In Brickell, this has already played out more than once. Older waterfront buildings have been quietly assembled unit by unit until control shifts, then the conversation changes. What looked like a stable condo association starts operating like a site under contract. The owners who understood what was happening early enough to get independent advice came out differently from those who accepted the first number they were given and signed.

This is the part that rarely gets written about clearly. Condo termination under Florida Statute 718 is legal, structured, and in many cases financially rational for a majority of owners. But it is also a process that moves faster than most people expect, that produces buyout offers based on appraisals the owner did not commission, and that ends with you out of your unit whether you agreed to sell or not. The offer you receive is not the final number. It is an opening position based on an appraisal commissioned by the party trying to buy you out, not by you. Most owners who accept the first figure do not know that. Most developers are not going to mention it.

Old Waterfront Condo are Gold

What determines how much leverage you actually have in that situation, and in some cases whether the termination can happen at all, is a clause in your condominium’s original declaration that specifies the threshold required to dissolve the association. Florida statute sets that at 80%. But your declaration may say something different. And if it does, that language is enforceable.

At Biscayne 21 in Edgewater, ten owners who refused to sell held a $150 million developer in place for years using exactly that argument. Two Roads Development acquired 95% of the building, took control of the board, rewrote the rules to lower the termination threshold, and moved forward before the legal fight was settled. The appellate court sided with the holdouts. The Florida Supreme Court declined to hear the developer’s appeal. A judge ordered restoration at an estimated cost of $65 million. In February 2026, Two Roads filed again, arguing restoration is economically impossible. Ten people. In a 192 unit building. Still in it.
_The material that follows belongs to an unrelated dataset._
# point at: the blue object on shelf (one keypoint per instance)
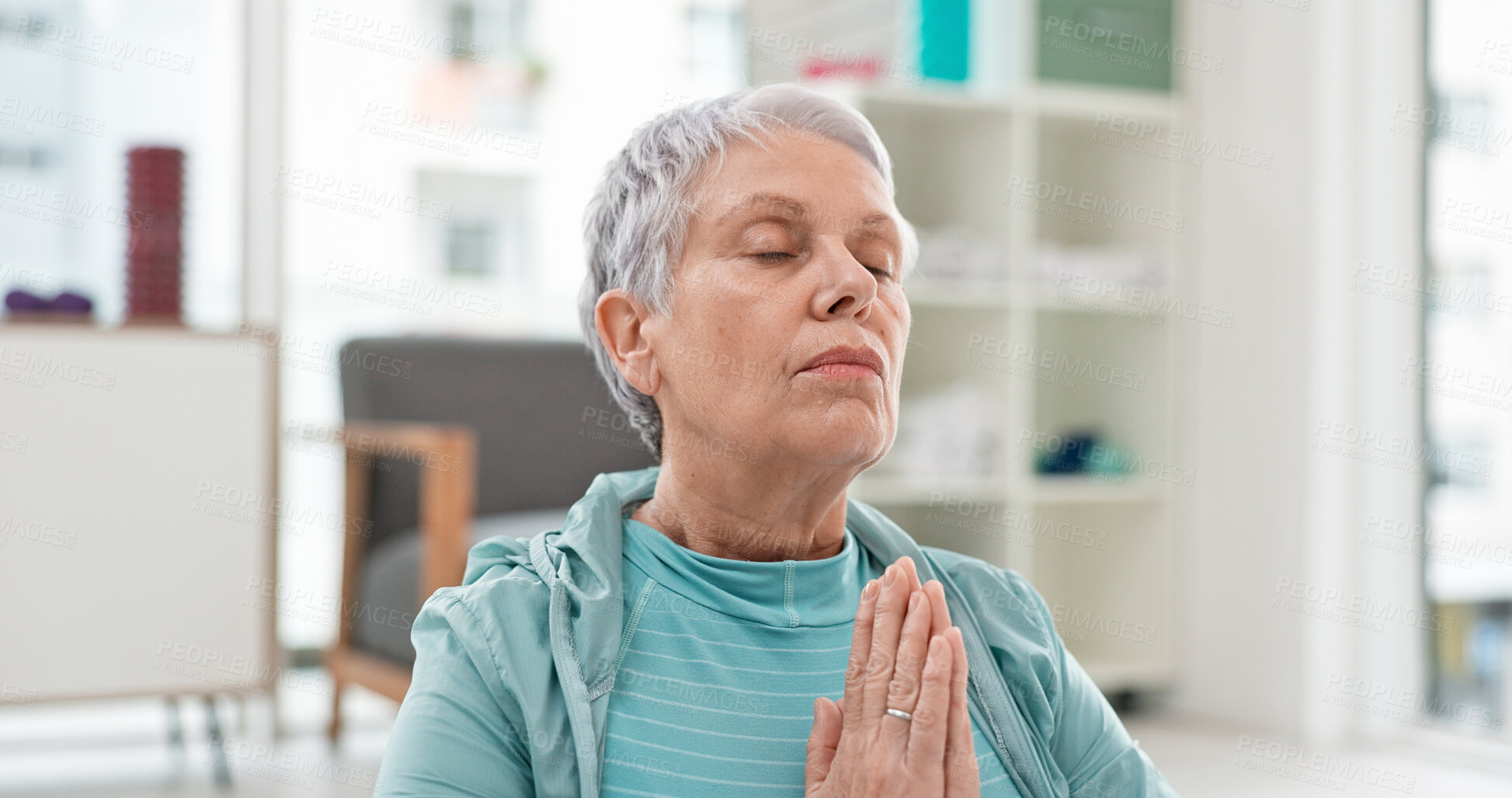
(944, 38)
Biscayne 21, Edgewater Miami

They held because the original declaration, recorded in 1974, required unanimous consent. That single sentence written by attorneys nobody remembers turned out to be worth more than anything else in the building.
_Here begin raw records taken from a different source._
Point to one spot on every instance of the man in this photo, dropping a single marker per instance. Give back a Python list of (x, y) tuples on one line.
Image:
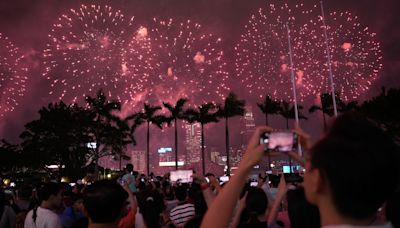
[(130, 178), (340, 178), (50, 196), (344, 168), (184, 211), (104, 203)]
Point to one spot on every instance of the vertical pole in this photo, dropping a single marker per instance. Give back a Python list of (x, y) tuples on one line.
[(296, 111), (328, 55)]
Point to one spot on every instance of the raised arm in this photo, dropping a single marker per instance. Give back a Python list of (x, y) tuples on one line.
[(221, 211)]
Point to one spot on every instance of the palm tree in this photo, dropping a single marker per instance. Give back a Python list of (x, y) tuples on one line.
[(103, 122), (176, 112), (347, 107), (288, 112), (384, 109), (149, 115), (232, 107), (269, 106), (137, 120), (204, 114)]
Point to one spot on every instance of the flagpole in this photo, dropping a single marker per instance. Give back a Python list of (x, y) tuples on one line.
[(328, 55), (296, 111)]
Most owners have no idea what their declaration says on this point. Developers always do. That asymmetry is not incidental. It is structural.

The older waterfront corridor in Miami, from Brickell through Edgewater and up through the upper east side, is carrying a significant inventory of buildings that fit the profile. The Surfside legislation has added financial urgency to what was already a land value story. Special assessments that run into tens of thousands per unit are no longer hypothetical in these buildings. They are arriving. And when they do, the ownership bases that are least able to absorb them are exactly the ones that developers have already identified as most likely to move.

If you own in one of these buildings, the question worth asking is not whether your building is on someone’s list. It is what your declaration actually says, whether it has been amended since it was originally recorded, and whether any single entity has been quietly accumulating units in your ownership register. Sometimes through different LLC names that do not immediately read as a single buyer unless you are looking closely. All of that is knowable before a termination notice arrives. Almost nobody looks until after.

By the time the conversation becomes public, the spreadsheet has already been built, the units have already been tracked, and the outcome is often closer than it appears.